Selama ini, politik representasi yang otorisasinya melekat pada parpol dan
parlemen kurang berhasil dimanfaatkan dengan baik sebagai sarana
perjuangan rakyat. Pertama, kecenderungan putusnya hubungan antara parpol
dan konstistuennya. Parpol pada umumnya tidak memiliki pola perawatan
konstituen, sistem kaderisasi yang sistematik dan kerjasama dengan komunitas
dalam skema jangka panjang atau terprogram. Kedua, model artikulasi dan
agregasi parlemen dengan masyarakat sipil tidak berjalan secara efektif,
sehingga sirkuit pengambilan keputusan di aras daerah dimonopoli oleh
eksekutif dan parlemen. Akibatnya, aspirasi-aspirasi masyarakat sipil tidak
terepresentasikan secara nyata dalam kebijakan pembangunan. Ketiga,
hubungan saling negasi antara kekuatan intraparlemen dan ekstraparlemen
membuat proses konsolidasi demokrasi berjalan compang-camping. Cara kerja
parlemen selama masih reaksioner, sementara ekstraparlemen juga
menggunakan pendekatan ad-hock. Perpaduan keduanya perlu dilakukan jika
menginginkan terbangunnya ruang negosiasi antara kekuatan yang berimbang.
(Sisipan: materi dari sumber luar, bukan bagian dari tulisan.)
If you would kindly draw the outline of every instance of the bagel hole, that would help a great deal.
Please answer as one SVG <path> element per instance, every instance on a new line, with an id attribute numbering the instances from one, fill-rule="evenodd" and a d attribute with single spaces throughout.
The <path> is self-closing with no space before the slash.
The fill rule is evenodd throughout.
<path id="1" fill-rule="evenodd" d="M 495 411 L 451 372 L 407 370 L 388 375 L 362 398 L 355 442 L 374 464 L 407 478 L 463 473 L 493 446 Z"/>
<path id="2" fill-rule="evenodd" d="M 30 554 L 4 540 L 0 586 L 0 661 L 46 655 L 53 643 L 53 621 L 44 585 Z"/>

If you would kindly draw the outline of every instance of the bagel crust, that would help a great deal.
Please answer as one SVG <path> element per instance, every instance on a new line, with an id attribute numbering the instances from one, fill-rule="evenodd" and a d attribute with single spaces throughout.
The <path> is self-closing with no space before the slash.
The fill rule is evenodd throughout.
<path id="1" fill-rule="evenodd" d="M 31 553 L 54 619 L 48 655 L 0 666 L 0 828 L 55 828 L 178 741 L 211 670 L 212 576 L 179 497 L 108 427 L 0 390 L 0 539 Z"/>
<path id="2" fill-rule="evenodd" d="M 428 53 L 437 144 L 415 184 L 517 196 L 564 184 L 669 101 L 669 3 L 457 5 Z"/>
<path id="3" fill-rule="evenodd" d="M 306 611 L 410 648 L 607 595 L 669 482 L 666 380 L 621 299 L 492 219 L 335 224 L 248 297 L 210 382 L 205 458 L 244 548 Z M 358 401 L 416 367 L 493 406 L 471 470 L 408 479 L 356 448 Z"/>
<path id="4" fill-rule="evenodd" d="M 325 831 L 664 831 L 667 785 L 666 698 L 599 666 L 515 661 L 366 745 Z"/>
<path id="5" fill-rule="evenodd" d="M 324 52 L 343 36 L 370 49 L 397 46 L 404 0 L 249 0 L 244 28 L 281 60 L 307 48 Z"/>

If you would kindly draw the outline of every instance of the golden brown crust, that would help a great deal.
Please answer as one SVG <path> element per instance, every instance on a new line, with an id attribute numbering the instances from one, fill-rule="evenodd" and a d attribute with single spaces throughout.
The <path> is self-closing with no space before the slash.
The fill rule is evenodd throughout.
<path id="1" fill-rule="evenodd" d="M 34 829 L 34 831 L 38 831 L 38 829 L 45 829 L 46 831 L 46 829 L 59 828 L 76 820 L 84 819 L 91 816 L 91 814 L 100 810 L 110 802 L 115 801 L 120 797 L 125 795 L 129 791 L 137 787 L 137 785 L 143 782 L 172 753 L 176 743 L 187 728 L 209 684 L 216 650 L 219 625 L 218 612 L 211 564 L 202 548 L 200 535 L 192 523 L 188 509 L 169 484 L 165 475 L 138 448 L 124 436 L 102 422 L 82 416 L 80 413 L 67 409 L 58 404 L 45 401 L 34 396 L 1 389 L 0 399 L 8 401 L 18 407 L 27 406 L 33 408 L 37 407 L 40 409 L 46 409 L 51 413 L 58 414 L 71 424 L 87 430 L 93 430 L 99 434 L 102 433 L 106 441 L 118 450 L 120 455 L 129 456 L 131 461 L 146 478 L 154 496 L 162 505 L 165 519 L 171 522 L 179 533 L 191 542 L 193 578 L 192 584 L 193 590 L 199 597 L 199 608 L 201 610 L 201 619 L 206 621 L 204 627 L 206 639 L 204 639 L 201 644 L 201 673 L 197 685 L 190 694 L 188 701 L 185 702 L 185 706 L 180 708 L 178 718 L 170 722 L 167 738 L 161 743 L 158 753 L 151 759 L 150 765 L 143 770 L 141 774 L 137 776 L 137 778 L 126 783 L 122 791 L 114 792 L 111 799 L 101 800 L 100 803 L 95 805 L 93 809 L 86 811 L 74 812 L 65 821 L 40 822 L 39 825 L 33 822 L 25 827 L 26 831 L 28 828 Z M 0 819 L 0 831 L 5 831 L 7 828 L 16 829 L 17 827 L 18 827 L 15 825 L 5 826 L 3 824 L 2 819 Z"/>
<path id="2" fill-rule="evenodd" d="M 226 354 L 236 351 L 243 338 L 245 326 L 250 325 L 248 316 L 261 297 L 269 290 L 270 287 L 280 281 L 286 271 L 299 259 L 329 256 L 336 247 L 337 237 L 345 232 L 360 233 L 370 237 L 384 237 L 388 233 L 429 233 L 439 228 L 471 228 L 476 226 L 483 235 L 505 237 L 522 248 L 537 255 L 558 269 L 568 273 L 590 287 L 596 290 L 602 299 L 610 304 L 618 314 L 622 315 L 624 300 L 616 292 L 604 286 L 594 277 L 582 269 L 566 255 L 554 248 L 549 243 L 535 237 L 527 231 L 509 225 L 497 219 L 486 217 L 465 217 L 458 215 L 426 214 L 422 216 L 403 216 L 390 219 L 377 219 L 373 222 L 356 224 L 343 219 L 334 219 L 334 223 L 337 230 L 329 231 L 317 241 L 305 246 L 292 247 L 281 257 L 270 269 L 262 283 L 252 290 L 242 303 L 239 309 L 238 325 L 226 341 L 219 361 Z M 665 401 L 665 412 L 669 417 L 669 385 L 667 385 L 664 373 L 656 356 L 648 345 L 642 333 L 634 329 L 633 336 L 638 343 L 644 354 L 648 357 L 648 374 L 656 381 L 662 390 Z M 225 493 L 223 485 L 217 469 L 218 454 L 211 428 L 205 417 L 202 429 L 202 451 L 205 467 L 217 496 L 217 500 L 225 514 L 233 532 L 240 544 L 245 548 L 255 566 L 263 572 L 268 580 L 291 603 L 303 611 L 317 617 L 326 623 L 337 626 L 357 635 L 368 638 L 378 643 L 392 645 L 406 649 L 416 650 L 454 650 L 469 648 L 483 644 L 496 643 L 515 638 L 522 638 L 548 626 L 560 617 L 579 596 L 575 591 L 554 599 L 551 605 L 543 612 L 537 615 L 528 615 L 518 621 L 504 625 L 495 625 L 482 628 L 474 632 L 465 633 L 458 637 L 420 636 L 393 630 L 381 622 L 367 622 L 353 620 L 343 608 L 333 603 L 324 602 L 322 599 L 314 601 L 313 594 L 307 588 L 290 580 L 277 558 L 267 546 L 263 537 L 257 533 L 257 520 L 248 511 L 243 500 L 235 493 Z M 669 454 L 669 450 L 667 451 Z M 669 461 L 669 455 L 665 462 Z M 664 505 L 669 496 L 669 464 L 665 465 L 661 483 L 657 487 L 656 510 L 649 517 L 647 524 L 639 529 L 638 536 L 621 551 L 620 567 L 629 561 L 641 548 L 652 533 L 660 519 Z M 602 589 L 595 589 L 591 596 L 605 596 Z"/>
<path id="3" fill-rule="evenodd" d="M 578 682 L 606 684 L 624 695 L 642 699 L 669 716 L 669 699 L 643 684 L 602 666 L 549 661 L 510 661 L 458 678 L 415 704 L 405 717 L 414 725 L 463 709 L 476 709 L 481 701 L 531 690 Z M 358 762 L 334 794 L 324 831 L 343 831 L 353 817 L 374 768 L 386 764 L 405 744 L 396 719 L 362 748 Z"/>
Atas dasar itulah, segala kemerosotan kualitas demokrasi dan
pembangunan sebagai akibat terlalu besarnya ruang eksekutif dan legislatif di
satu sisi, sementara masyarakat sipil mengalami penyempitan arena di sisi lain,
perlu dirumuskan jalan keluarnya. Partai, parlemen dan masyarakat sipil
(sebagai basis pemilih) harus menjadi kekuatan berimbang yang saling
mendukung dan mengontrol, agar legitimasi kekuasaan demokratis makin
bekerja efektif.
Belakangan, jika muncul ide calon independen, dalam pandangan saya
itu sebenarnya hanyalah pilihan sementara ketika peran parpol tidak optimal.
Sebagai wacana, gagasan calon independen hanya bentuk teguran pada parpol
agar membenahi diri dan melakukan reformasi dalam menjalankan demokrasi
representasi. Karena itu, mengenai calon independen yang maju dalam pemilu
(nasional maupun daerah) untuk presiden dan kepala daerah dipahami sebagai
konstruksi kebutuhan jangka pendek, bukan jangka panjang yang permanen.
Dalam sistem demokrasi representasi saat ini, ruang subjek politik yang
disandarkan pada personal sebenarnya kurang menguntungkan bagi
pelembagaan politik demokratik. Apa yang diistilah O’Donnel dengan
demokrasi delegatif cenderung membahayakan tatanan konsolidasi demokrasi,
apalagi era transisional. Seburuk apapun keadaan parpol, memang itulah alat
politik formal mesin suara untuk membentuk kekuasaan. Hanya saja kualitas
yang buruk parpol jangan dibiarkan begitu saja, harus segera diatasi, ada exit
stretegy, agar konsolidasi demokrasi dapat dilangsungkan dengan baik.